Sci Rep. 2019 Feb 25 ;9(1):2684. Epub 2019 Feb 25. PMID: 30804435
Sang In Lee
Immunosuppression directly correlates with economic benefits in livestock. Although omega-3, known as an energy source, is used as a pharmaceutical molecule, it remains unknown whether dietary supplementation with omega-3 can alleviate cyclophosphamide-induced immunosuppression in pigs. Omega-3 treatment increased the number of white blood cell, lymphocytes, and monocytes and decreased tumor necrosis factor (TNF)-α production under CTX challenge. In addition, we confirmed that omega-3 decreased the expression of nuclear factor (NF)-κB, TNF-α, interferon (IFN)-γ, and interleukin (IL)-8 in peripheral blood mononuclear cells.
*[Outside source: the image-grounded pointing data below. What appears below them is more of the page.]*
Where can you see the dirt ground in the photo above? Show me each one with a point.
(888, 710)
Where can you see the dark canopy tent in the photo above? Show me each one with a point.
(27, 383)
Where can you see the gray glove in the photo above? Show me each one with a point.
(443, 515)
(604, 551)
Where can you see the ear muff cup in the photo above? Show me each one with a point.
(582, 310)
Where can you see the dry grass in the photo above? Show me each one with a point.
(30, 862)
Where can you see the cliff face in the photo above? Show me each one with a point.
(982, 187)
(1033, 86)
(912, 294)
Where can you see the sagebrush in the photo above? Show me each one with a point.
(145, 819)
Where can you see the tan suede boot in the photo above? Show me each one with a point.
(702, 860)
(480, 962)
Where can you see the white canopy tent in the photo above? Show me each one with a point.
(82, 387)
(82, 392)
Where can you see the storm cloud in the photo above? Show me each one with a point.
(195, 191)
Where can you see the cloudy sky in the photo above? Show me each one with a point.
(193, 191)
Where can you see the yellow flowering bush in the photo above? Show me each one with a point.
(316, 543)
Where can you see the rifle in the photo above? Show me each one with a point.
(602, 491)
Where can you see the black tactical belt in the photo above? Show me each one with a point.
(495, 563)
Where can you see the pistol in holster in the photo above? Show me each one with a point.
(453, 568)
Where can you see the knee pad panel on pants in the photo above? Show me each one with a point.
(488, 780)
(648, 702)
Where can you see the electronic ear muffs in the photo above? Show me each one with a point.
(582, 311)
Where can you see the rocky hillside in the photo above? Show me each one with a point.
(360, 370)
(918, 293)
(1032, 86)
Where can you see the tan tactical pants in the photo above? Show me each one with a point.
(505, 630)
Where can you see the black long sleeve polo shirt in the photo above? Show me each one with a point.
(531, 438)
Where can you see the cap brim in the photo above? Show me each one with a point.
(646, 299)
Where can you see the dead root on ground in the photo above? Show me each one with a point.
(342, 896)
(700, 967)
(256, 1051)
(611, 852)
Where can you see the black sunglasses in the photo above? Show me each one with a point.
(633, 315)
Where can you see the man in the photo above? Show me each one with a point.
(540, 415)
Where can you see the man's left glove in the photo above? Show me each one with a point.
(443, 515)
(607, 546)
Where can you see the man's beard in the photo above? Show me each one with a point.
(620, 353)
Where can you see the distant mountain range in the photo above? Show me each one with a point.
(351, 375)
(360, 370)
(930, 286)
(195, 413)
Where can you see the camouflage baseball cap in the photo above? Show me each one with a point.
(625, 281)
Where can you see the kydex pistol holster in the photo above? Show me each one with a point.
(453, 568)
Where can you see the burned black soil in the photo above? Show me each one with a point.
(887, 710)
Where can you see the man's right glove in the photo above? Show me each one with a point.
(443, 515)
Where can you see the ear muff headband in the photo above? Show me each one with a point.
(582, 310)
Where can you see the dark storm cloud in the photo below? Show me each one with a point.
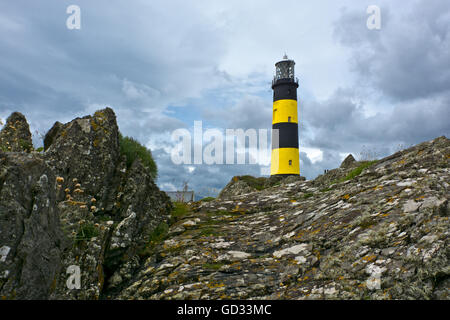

Additionally, omega-3 alleviated the activities of liver injury markers (alanine transaminase [ALT] and aspartate transaminase [AST]) and modulated oxidative stress markers (superoxide dismutase [SOD], malondialdehyde [MDA], and glutathione peroxidase [GPx]) in the blood serum after the CTX challenge. Based on these results, we suggest that omega-3 treatment modulates CTX-inducedimmunosuppression and oxidative stress in pigs. These results may have important implications in the development of new therapeutic approaches to improve immunosuppression, hepatic injury and dysfunction, and oxidative stress in pigs.